Re: [RFC bpf-next 0/2] sharing bpf runtime stats with /dev/bpf_stats
From: Song Liu
Date: Fri Mar 13 2020 - 23:48:19 EST
> On Mar 13, 2020, at 7:43 PM, Alexei Starovoitov <alexei.starovoitov@xxxxxxxxx> wrote:
>
> On Fri, Mar 13, 2020 at 05:35:16PM -0700, Song Liu wrote:
>> Motivation (copied from 2/2):
>>
>> ======================= 8< =======================
>> Currently, sysctl kernel.bpf_stats_enabled controls BPF runtime stats.
>> Typical userspace tools use kernel.bpf_stats_enabled as follows:
>>
>> 1. Enable kernel.bpf_stats_enabled;
>> 2. Check program run_time_ns;
>> 3. Sleep for the monitoring period;
>> 4. Check program run_time_ns again, calculate the difference;
>> 5. Disable kernel.bpf_stats_enabled.
>>
>> The problem with this approach is that only one userspace tool can toggle
>> this sysctl.

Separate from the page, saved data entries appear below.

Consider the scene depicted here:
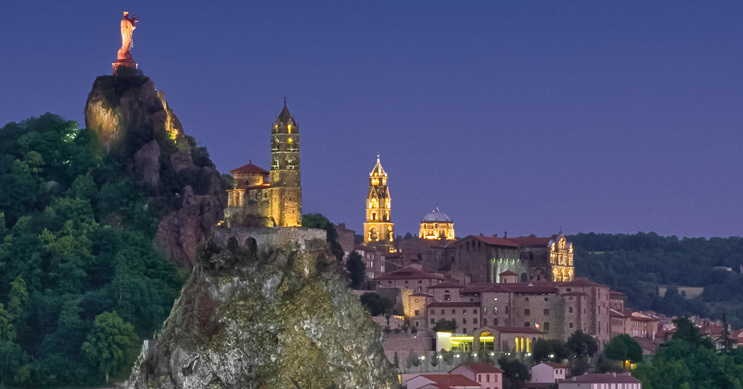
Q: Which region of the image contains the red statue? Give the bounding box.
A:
[113,12,139,74]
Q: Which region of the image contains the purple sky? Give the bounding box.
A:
[2,2,743,238]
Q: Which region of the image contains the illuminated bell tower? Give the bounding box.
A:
[550,231,574,282]
[363,156,395,252]
[269,101,302,227]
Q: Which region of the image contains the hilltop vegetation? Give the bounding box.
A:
[572,232,743,326]
[0,114,186,386]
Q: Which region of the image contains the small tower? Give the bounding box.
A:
[419,207,455,240]
[269,101,302,227]
[549,231,574,282]
[363,156,395,252]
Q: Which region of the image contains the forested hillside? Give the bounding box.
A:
[571,232,743,327]
[0,114,186,386]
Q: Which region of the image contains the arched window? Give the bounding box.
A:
[371,212,377,221]
[520,273,528,282]
[369,227,378,241]
[244,237,257,257]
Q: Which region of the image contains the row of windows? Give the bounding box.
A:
[523,309,550,316]
[430,308,479,315]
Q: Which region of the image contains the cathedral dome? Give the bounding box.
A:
[422,207,452,223]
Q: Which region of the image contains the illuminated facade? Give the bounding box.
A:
[419,207,455,240]
[549,233,574,282]
[225,102,302,227]
[363,156,395,252]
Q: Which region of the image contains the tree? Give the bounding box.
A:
[604,334,643,368]
[393,352,399,368]
[532,339,569,363]
[718,313,734,352]
[359,293,394,316]
[302,213,344,261]
[430,350,439,368]
[81,311,139,383]
[566,330,598,359]
[432,319,457,333]
[498,355,529,389]
[346,251,365,289]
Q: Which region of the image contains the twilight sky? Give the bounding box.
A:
[2,1,743,239]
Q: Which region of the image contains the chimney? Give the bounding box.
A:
[493,234,498,238]
[504,231,507,238]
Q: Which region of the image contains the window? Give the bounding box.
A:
[569,307,573,313]
[494,307,499,315]
[418,286,422,292]
[414,310,420,316]
[463,318,467,324]
[525,297,530,302]
[524,309,530,316]
[544,297,549,301]
[483,318,488,326]
[430,309,434,315]
[524,322,530,327]
[441,309,445,314]
[463,328,467,333]
[483,306,487,314]
[464,310,467,315]
[474,318,478,324]
[431,319,435,324]
[404,281,408,284]
[444,294,451,301]
[569,322,574,328]
[543,309,549,315]
[418,280,423,284]
[452,309,456,314]
[544,322,550,332]
[474,309,478,314]
[494,318,499,325]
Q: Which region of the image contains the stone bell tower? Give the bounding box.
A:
[269,101,302,227]
[363,156,395,252]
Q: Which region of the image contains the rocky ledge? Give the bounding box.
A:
[124,227,398,389]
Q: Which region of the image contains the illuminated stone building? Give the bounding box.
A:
[225,102,302,227]
[363,156,395,252]
[419,207,455,240]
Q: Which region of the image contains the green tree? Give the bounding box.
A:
[346,250,365,289]
[81,311,139,383]
[8,275,28,319]
[498,355,529,389]
[432,319,457,332]
[359,292,394,316]
[604,334,643,368]
[302,213,345,261]
[532,338,569,363]
[393,352,399,369]
[566,330,598,358]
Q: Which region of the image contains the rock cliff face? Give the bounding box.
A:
[124,227,398,389]
[84,73,225,266]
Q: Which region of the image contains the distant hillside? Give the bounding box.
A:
[571,232,743,327]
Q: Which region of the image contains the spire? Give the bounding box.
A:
[370,155,386,177]
[276,100,294,123]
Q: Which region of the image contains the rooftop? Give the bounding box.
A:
[231,163,269,175]
[561,373,641,384]
[452,362,504,374]
[422,207,453,223]
[415,374,480,389]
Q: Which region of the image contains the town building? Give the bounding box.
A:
[406,374,481,389]
[558,373,642,389]
[530,362,569,384]
[450,363,504,389]
[225,102,301,227]
[363,156,395,253]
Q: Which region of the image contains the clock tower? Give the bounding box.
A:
[363,156,395,252]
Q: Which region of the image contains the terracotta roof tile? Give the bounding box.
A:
[560,373,641,384]
[452,362,504,374]
[231,163,269,175]
[470,235,520,248]
[417,374,480,388]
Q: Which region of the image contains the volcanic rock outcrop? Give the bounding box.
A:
[84,71,225,266]
[124,227,398,389]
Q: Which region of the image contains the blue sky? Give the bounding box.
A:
[2,1,743,238]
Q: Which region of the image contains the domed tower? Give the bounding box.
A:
[419,207,455,240]
[363,156,395,252]
[269,101,302,227]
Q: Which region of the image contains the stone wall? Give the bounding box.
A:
[382,331,435,364]
[212,227,326,251]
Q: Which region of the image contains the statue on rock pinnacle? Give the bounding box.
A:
[113,11,139,74]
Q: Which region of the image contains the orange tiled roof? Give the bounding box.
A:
[231,163,269,175]
[452,362,504,374]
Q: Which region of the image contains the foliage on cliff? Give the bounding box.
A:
[125,229,398,389]
[571,232,743,326]
[0,114,185,387]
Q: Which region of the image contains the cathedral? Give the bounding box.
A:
[225,102,302,227]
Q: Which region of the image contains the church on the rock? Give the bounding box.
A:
[225,102,302,227]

If multiple tools toggle the sysctl at the same time, the
>> measurement may be inaccurate.
>>
>> To fix this problem while keep backward compatibility, introduce
>> /dev/bpf_stats. sysctl kernel.bpf_stats_enabled will only change the
>> lowest bit of the static key. /dev/bpf_stats, on the other hand, adds 2
>> to the static key for each open fd. The runtime stats is enabled when
>> kernel.bpf_stats_enabled == 1 or there is open fd to /dev/bpf_stats.
>>
>> With /dev/bpf_stats, user space tool would have the following flow:
>>
>> 1. Open a fd to /dev/bpf_stats;
>> 2. Check program run_time_ns;
>> 3. Sleep for the monitoring period;
>> 4. Check program run_time_ns again, calculate the difference;
>> 5. Close the fd.
>> ======================= 8< =======================
>>
>> 1/2 adds a few new API to jump_label.
>> 2/2 adds the /dev/bpf_stats and adjust kernel.bpf_stats_enabled handler.
>>
>> Please share your comments.
>
> Conceptually makes sense to me. Few comments:
> 1. I don't understand why +2 logic is necessary.

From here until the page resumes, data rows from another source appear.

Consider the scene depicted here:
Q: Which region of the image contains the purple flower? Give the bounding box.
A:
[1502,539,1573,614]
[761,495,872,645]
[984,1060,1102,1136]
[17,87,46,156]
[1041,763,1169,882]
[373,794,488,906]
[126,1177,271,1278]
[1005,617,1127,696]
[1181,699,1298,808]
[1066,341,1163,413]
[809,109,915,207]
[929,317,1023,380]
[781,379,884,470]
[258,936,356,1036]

> Just do +1 for every FD and change proc_do_static_key() from doing
> explicit enable/disable to do +1/-1 as well on transition from 0->1 and 1->0.
> The handler would need to check that 1->1 and 0->0 is a nop.

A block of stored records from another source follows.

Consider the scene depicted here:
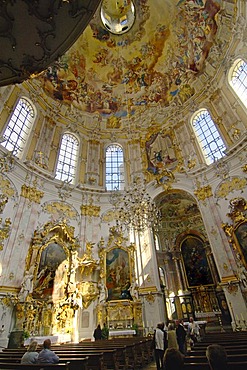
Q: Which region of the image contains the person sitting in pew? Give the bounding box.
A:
[21,340,39,364]
[37,338,59,364]
[164,348,184,370]
[206,344,228,370]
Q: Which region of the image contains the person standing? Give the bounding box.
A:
[176,319,187,354]
[154,322,167,370]
[93,324,102,340]
[188,316,200,347]
[167,322,178,349]
[37,339,59,364]
[21,341,39,364]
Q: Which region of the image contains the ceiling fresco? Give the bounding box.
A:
[32,0,235,128]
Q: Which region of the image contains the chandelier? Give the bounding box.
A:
[118,180,160,233]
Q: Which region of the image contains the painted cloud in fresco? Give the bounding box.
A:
[38,0,223,118]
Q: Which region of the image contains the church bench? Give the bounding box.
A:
[184,362,247,370]
[184,353,247,363]
[0,355,93,370]
[48,349,118,370]
[0,362,71,370]
[188,347,247,356]
[81,339,152,367]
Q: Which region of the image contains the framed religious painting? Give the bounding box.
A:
[105,247,132,301]
[181,235,214,287]
[233,221,247,268]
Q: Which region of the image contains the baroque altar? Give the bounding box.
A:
[96,226,142,333]
[16,220,99,340]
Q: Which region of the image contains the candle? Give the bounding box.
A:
[236,314,239,321]
[241,313,244,321]
[147,321,149,328]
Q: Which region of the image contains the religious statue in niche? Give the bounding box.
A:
[106,247,132,301]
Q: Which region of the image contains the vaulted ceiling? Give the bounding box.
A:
[0,1,237,135]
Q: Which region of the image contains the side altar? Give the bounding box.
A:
[96,227,143,333]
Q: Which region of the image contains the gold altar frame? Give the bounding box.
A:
[223,197,247,270]
[25,220,79,288]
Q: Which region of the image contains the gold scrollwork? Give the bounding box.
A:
[81,204,100,217]
[21,184,44,203]
[0,217,11,250]
[194,184,213,201]
[215,177,247,199]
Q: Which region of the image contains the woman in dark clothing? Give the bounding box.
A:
[93,324,102,340]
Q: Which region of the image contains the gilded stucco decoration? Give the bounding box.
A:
[21,184,44,204]
[0,194,8,214]
[194,184,213,201]
[0,218,11,251]
[43,201,78,220]
[80,281,98,309]
[215,177,247,199]
[81,204,100,217]
[31,0,235,130]
[79,241,98,276]
[101,209,119,223]
[0,175,16,198]
[222,198,247,286]
[0,153,15,173]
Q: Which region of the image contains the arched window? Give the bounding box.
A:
[229,58,247,108]
[55,133,79,183]
[1,97,35,158]
[105,144,124,191]
[191,109,226,164]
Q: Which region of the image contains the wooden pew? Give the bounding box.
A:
[184,353,247,363]
[0,350,105,370]
[184,362,247,370]
[0,363,70,370]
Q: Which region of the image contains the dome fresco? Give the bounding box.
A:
[33,0,235,130]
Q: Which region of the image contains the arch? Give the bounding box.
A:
[55,132,79,184]
[228,58,247,108]
[1,97,36,158]
[191,108,226,165]
[105,143,125,191]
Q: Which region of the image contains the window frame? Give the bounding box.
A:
[1,96,36,159]
[191,108,226,165]
[105,143,125,191]
[55,132,80,185]
[228,57,247,109]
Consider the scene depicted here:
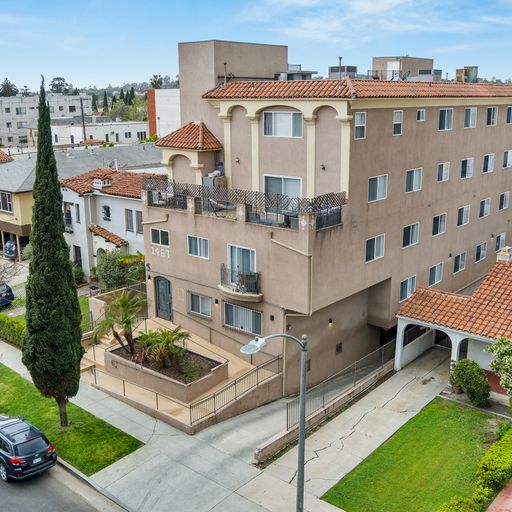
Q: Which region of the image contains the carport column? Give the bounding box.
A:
[449,332,465,362]
[219,113,232,187]
[394,317,408,371]
[304,116,316,198]
[248,114,260,192]
[0,231,4,258]
[16,234,21,263]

With the +2/-2 logic, we use the lowest bit of the counter to remember
the value of the sysctl. Otherwise, we cannot tell whether we are making
0->1 transition or 1->1 transition.
>
> 2. /dev is kinda awkward. May be introduce a new bpf command that returns fd?
Yeah, I also feel /dev is awkward. fd from bpf command sounds great.
>
> 3. Instead of 1 and 2 tweak sysctl to do ++/-- unconditionally?
> Like repeated sysctl kernel.bpf_stats_enabled=1 will keep incrementing it
> and would need equal amount of sysctl kernel.bpf_stats_enabled=0 to get
> it back to zero where it will stay zero even if users keep spamming
> sysctl kernel.bpf_stats_enabled=0.
> This way current services that use sysctl will keep working as-is.
> Multiple services that currently collide on sysctl will magically start
> working without any changes to them. It is still backwards compatible.
I think this is not fully backwards compatible. With current logic, the
following sequence disables stats eventually.
sysctl kernel.bpf_stats_enabled=1
sysctl kernel.bpf_stats_enabled=1
sysctl kernel.bpf_stats_enabled=0
The same sequence will not disable stats with the ++/-- sysctl.
Thanks,
Song